Nor less renown'd whom stars invet'rate doom
To smiles eternal, or eternal gloom;
For what's a character save one confin'd
To some unchanging sameness of the mind;
To some strange, fix'd monotony of mien,
Or dress forever brown, forever green?
A sample comes. Observe his sombre face,
Twin-born with Death, without his brother's grace!
No joy in mirth his soul perverted knows,
Whose only joy to tell of others' woes.
A fractur'd limb, a conflagrating fire,
A name or fortune lost his tongue inspire:
From house to house where'er misfortunes press,
Like Fate, he roams, and revels in distress;
In every ear with dismal boding moans--
walking register of sighs and groans!
High tow'ring next, as he'd eclipse the moon,
With pride upblown, behold yon live balloon.
All trades above, all sciences and arts,
To fame he climbs through very scorn of parts;
With solemn emptiness distends his state,
And, great in nothing, soars above the great;
Nay stranger still, through apathy of blood,
By candour number'd with the chaste and good:
With wife, and child, domestic, stranger, friend,
Alike he lives, as though his being's end
Were o'er his house like formal guest to roam,
And walk abroad to leave himself at home.
But who is he, that sweet obliging youth?
He looks the picture of ingenuous truth.
Oh, that's his antipode, of courteous race,
The man of bows and ever-smiling face.
Why Nature made him, or for what design'd,
Never he knew, nor ever sought to find,
'Till cunning came, blest harbinger of ease!
And kindly whisper'd, 'thou wert born to please.'
Rous'd by the news, behold him now expand,
Like beaten gold, and glitter o'er the land.
Well stored with nods and sly approving winks,
Now first with this and now with that he thinks;
Howe'er opposing, still assents to each,
And claps a dovetail to each booby's speech.
At random thus for all, for none, he lives,
Profusely lavish though he nothing gives;
The world he roves as living but to show
A friendless man without a single foe;
From bad to good, to bad from good to run,
And find a character by seeking none.
Who covets fame should ne'er be over nice,
Some slight distortion pays the market price.
If haply lam'd by some propitious chance,
Instruct in attitude, or teach to dance;
Be still extravagant in deed, or word;
If new, enough, no matter how absurd.
Then what is Genius?
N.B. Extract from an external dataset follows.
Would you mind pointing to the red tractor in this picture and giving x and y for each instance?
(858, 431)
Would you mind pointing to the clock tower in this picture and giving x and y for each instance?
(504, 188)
Nay, if rightly us'd,
Some gift of Nature happily abus'd.
Nor wrongly deem by this eccentrick rule
That Nature favours whom she makes a fool;
Her scorn and favour we alike despise;
Not Nature's follies but our own we prize.
"Or what is wit?" a meteor bright and rare,
What comes and goes we know not whence, or where;
A brilliant nothing out of something wrought,
A mental vacuum by condensing thought.